Thursday, June 24, 2010

Paper Forest



Twitter Sonnet #155

Shredded fish flutter onto fried tofu.
A cunning helmet is worn upside down.
Headgear coated with antigrav shampoo.
Soy sauce dribbles down a wasabi gown.
Fields of flowers break out on old space suit.
Late birds get infinite caterpillars.
One kid's pillow held only larval loot.
Closed Circle Ks contain psycho killers.
Restroom's men's or women's by occupant.
The ground's like a larger type of nest.
A winged apple strikes a young hierophant.
Bird fruit hybrids pose the pope's final test.
Thawing milk engulfs kitten cocaine.
A breastfed hat grows up a weathervane.


I was at my parents' house just now where the television was turned to E!. What a strange thing television seems to have become. It appeared to be rapid fire clips of wide eyed young men and women feverishly talking to someone off camera about boring things, like a campfire sing around where everyone has a dumb verse but tries to sing it as though they care about it. It felt like these people don't believe things can be intrinsically interesting, so they figure they may as well kill time showing pictures of Michael Jackson's kids and The Real Housewives of New Jersey, though the one Housewife they talked to looked about as real as Charlie McCarthy.

It's weird how many people with bad, overdone plastic surgery end up looking like Charlie McCarthy--the high, round, oddly hard looking red cheeks, the huge, shiny lips, and the knob chin. I'm all for people having the right to modify themselves, but I don't think people know themselves--or doctors--well enough to have that power in their hands. This Housewife, Danielle Staub--whose name sounds similar to Danielle Steele, a fact which somehow in itself is wearisome to me--may not have been attractive at 47 in 1810, but at least she wouldn't be forced to wear a mask of her psychological issues.

I think Second Life should be the test--if someone can't make a good Second Life avatar, they shouldn't be allowed to have plastic surgery. Anyone who's had a look around at the people in SL would know that there'd then not be very many plastic surgeries.

The problem is just that too many people are tacky. A good sense of aesthetics is too rare. The less power people had in deciding how they looked--say, a few hundred years ago--the better they looked. It's a sad truth.

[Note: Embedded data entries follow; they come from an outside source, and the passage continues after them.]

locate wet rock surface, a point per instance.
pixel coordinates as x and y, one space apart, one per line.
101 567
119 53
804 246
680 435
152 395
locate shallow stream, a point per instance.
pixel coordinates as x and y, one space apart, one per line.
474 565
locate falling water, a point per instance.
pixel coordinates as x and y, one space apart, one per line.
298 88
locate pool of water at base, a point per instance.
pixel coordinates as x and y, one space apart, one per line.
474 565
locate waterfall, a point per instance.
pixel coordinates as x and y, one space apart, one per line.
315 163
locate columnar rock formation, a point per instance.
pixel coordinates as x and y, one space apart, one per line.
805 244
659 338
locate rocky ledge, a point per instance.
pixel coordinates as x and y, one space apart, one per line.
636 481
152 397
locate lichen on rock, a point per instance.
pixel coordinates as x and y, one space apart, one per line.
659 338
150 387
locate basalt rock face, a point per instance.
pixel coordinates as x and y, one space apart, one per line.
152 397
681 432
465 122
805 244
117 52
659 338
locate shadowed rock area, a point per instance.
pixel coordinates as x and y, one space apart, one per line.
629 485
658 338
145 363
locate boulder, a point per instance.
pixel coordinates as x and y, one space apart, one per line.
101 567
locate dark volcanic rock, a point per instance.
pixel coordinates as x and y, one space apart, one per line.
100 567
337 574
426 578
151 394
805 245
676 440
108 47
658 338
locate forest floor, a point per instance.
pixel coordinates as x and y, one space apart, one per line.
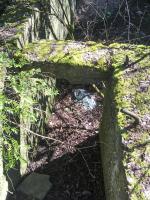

When I play chess in SL, I usually send out a general IM to one of the chess groups I belong to asking if anyone wants to play. While I'm waiting, sometimes I just wander SL. Last night I was going through my hundreds of unsorted landmarks. I came to an empty lot in a Japanese area at one point. I browsed the other shops and came across a really well made tree;



That's the Space Battleship Yamato up there, unfortunately not to scale. But it was nice seeing a reference to old anime in SL, which is usually just filled with the white trash, runs of the seizure mill anime.

I checked the maker of the tree and followed that person's profile to their main shop, called Happy Mood, which was a really well put together place with some very well made trees and ultra cute animals. It's been so long since I saw something good in Second Life I hadn't seen before;




That's my avatar, Toubanua Tairov. And no, I don't want plastic surgery.